If you’re ready to take a break from birth control because you want to have a baby, your chance of getting pregnant right away will vary based on the type of birth control you were on.
Some methods, such as the pull out method or rhythm method, will leave you with a normal likelihood of pregnancy immediately after you stop using it. Hormonal options like the birth control pill may take time to leave your system.
Other methods, such as a vasectomy or tubal litigation, may have a long-term impact on your ability to become pregnant that’s never fully reversible. If this is the case for you, consult your doctor to discuss your options, which may include assisted reproductive technologies like in vitro fertilization (IVF).
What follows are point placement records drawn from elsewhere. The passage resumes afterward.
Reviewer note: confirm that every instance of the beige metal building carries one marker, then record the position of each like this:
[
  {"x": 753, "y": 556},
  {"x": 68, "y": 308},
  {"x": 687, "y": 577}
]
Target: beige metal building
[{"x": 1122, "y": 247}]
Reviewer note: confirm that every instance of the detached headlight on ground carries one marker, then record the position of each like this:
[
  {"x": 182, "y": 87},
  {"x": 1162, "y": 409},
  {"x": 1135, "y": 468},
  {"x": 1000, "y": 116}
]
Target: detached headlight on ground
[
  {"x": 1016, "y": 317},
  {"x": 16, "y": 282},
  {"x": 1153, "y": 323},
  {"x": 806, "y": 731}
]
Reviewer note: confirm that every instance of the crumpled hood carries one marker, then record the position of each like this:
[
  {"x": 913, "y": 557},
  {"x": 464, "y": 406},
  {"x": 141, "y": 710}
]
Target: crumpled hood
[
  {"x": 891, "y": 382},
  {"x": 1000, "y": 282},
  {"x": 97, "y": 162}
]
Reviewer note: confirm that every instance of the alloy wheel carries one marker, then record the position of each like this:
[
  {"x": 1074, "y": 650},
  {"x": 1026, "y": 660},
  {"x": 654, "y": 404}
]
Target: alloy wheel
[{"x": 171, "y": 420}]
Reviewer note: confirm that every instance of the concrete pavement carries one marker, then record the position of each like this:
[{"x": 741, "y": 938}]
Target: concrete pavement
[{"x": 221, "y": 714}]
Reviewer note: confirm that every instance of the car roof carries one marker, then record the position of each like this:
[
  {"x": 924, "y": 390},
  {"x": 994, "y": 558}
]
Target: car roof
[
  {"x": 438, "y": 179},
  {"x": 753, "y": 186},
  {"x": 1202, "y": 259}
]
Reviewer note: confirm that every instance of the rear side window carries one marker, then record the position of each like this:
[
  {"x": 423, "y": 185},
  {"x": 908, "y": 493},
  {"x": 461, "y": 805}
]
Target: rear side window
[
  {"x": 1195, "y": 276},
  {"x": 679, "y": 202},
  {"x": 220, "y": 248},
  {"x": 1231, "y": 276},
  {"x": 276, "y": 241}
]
If you’d like to become pregnant, there are many things you can do to optimize your chances:
- Track your menstrual cycles and ovulation windows. For most people, the first step to becoming pregnant is having sex when you’re ovulating. It makes sense to have an understanding of your menstrual cycle and ovulation windows to make sure you’ll fertilize an egg. This information can also be useful if you’re trying to avoid becoming pregnant without using physical forms of birth control.
- Use ovulation strips. While ovulation strips can’t guarantee your pregnancy, they can help to determine your peak fertility periods. If you decide to use ovulation strips, you’ll probably want to do this in combination with tracking your menstrual cycle, so that you don’t need to use as many testing strips.
- Adjust your diet. Believe it or not, just changing your diet has been tied to increasing your chances of conceiving. While it may not be fun to consider giving up some of your favorite foods, the joy of a baby might just make it worth it.
- Maintain a healthy weight. This can be especially important if you’re dealing with PCOS. A
2015 studyfound that weight loss helped those with PCOS to restore regular ovulation, a key part of conception.
- See a fertility specialist. If you’ve been trying to conceive for more than 6 months without success and are in your 20s to 30s, it might be time to speak with your doctor. If you’re above 40 and hoping to conceive, you’ll probably want to meet with your doctor to discuss your fertility before attempting to get pregnant. Fertility specialists can perform a variety to tests to determine if there are any roadblocks preventing you from becoming pregnant. They can refer you to other specialists if needed.
The process of becoming pregnant is often an emotional journey. It can be hard to learn that your friend is pregnant if you’re struggling to grow your family. Likewise, if you find yourself pregnant when you weren’t expecting it, there can be a roller coaster of emotions as you process that life-changing news.
There are so many unique variables impacting your chance of becoming pregnant that it’s nearly impossible to predict when the test results will come back positive (unless you’ve enlisted some medical assistance)!
If you’re hoping to have a baby, just remember that every few weeks you’ll have another chance, and there are professionals and support groups able to help.